The gas flow regime of the concentrate gas in this configuration may be analogous to the above-described gas flow regime of the concentrate gas from the downstream deconcentration stage.

In a further preferred configuration of examples disclosed herein, especially on commencement of operation or in the event of interrupted operation or at the end of operation of the industrial process, at least a portion of the process gas is filtered and/or purged, preferably in full, after the first condensation step, especially after the first further treatment step, and then guided into the environment as offgas, with simultaneous guiding of fresh air from the environment to the industrial process.

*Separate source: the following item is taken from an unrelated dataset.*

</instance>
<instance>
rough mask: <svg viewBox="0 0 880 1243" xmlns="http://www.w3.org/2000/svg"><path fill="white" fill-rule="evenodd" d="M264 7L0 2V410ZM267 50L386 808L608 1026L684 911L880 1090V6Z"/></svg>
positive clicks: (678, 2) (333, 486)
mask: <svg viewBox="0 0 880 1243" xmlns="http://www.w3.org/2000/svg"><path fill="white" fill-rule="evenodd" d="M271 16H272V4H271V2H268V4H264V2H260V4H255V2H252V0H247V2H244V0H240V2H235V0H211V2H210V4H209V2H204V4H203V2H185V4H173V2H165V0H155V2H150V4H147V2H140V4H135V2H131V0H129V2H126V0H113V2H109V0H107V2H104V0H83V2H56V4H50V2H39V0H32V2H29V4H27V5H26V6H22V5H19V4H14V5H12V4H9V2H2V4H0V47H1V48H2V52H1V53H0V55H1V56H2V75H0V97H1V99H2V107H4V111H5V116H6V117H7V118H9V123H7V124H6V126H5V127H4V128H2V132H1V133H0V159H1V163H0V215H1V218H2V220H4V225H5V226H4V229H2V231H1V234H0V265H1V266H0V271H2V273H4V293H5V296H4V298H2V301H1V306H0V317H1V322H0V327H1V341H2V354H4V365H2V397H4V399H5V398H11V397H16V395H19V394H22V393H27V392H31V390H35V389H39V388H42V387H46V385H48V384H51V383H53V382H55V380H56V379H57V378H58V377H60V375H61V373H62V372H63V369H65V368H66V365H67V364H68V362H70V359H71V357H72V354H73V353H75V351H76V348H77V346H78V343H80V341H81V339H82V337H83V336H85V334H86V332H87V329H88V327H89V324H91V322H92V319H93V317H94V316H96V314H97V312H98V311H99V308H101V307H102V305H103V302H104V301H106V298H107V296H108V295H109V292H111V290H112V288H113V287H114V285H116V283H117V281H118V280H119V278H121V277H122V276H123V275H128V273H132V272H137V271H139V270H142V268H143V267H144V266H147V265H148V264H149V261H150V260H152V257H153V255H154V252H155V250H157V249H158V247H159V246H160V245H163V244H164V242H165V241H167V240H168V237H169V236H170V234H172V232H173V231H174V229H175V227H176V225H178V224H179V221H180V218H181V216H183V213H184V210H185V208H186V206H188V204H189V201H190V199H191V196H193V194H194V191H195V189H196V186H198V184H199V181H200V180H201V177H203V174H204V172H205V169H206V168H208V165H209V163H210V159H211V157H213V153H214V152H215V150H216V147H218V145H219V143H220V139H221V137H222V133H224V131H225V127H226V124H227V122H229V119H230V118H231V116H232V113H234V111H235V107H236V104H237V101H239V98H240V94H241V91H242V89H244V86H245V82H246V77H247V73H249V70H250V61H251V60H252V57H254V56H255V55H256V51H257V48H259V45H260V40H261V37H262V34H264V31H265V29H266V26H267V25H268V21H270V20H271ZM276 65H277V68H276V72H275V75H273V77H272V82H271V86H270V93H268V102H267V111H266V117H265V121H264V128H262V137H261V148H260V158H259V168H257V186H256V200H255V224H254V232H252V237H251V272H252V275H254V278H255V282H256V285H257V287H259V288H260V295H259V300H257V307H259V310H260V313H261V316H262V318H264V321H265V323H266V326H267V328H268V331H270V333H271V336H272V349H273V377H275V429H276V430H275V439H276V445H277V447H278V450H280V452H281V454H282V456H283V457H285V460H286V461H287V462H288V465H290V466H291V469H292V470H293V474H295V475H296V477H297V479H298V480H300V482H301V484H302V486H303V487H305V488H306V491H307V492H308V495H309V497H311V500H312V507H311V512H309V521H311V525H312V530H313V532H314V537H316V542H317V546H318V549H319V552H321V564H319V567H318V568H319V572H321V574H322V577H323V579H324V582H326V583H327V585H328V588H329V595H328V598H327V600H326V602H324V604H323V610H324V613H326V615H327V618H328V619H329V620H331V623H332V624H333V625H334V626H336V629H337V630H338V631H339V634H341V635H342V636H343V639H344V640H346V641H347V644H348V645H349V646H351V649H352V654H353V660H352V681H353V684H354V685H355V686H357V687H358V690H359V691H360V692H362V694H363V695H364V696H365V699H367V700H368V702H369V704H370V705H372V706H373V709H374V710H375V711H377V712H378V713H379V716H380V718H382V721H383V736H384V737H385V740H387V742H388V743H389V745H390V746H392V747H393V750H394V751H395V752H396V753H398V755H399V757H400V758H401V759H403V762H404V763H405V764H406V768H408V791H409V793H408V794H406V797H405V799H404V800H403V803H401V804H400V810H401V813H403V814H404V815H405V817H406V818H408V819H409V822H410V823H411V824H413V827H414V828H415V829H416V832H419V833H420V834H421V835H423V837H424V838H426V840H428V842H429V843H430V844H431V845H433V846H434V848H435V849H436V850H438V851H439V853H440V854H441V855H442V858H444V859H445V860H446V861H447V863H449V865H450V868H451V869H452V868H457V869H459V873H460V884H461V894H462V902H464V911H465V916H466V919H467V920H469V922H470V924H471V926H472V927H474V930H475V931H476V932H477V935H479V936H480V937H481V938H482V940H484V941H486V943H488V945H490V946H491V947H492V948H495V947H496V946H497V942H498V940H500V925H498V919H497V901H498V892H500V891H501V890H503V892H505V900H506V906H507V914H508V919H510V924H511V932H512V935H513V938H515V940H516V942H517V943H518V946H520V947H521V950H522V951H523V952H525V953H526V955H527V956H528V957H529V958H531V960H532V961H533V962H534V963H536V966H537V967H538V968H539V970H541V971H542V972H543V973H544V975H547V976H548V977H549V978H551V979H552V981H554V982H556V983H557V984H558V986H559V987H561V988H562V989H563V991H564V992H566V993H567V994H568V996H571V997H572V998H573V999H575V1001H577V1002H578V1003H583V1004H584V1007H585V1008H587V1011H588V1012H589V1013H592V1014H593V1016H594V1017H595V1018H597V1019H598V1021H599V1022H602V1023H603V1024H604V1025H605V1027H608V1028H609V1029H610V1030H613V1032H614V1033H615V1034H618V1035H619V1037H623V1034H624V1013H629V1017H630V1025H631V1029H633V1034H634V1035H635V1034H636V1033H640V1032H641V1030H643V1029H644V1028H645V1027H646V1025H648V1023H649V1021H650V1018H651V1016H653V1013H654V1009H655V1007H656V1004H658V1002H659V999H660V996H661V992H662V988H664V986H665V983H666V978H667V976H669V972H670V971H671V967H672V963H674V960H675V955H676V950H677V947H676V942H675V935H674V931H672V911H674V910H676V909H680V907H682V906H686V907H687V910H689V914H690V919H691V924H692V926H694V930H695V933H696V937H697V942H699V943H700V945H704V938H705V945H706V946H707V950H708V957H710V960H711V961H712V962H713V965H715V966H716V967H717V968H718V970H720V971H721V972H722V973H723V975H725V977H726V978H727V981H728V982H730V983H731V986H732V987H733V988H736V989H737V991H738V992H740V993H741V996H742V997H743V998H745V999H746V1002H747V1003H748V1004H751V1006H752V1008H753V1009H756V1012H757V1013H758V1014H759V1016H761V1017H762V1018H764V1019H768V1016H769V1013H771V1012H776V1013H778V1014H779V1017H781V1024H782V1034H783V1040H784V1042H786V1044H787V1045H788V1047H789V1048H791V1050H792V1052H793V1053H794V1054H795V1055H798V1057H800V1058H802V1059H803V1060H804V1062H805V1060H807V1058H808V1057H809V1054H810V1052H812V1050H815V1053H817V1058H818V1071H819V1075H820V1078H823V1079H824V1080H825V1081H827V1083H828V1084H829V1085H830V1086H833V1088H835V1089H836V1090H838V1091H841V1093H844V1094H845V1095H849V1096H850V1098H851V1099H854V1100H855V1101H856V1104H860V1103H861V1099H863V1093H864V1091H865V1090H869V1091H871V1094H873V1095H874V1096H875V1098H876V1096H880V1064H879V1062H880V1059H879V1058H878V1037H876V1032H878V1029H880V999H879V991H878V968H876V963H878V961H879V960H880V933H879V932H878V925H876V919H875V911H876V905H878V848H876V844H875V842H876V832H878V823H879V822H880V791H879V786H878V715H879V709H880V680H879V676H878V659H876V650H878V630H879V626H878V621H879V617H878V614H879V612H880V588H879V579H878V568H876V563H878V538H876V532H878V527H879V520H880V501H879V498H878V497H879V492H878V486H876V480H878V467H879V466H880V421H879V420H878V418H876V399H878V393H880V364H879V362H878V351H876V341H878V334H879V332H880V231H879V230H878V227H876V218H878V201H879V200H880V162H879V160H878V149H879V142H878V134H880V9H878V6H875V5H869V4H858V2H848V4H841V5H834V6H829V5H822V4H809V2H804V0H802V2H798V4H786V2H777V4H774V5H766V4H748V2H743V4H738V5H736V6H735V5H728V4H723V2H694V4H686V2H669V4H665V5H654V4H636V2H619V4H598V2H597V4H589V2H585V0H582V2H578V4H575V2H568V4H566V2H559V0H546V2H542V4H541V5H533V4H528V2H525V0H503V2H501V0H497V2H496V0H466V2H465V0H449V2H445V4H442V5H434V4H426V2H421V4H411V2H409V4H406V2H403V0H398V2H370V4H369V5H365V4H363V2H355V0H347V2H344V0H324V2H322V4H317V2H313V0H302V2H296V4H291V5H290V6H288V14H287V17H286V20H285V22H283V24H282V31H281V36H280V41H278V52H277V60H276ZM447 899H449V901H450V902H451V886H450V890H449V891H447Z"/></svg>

Operation may be interrupted, for example, when an operating parameter for triggering interrupted operation is exceeded. The offgas is preferably first filtered after the first condensation step before the offgas is released into the environment. Likewise conceivably, the offgas is heated up after the first condensation step in the first further treatment step, but the heating in the case of use with an activated carbon filter is typically limited to below 50° C., before the offgas is filtered and discharged into the environment. The simultaneous introduction of fresh air from the environment can especially be effected in a compensatory manner, i.e. in a similar volume flow ratio, to the discharge of fresh air. The industrial plant in which the industrial process is effected can thus be purged with fresh air by this method, and the relative saturation in the industrial plant can be kept below a particular level.

Examples disclosed herein further relate to an apparatus for treatment of process gas from an industrial process, preferably for execution of an above process.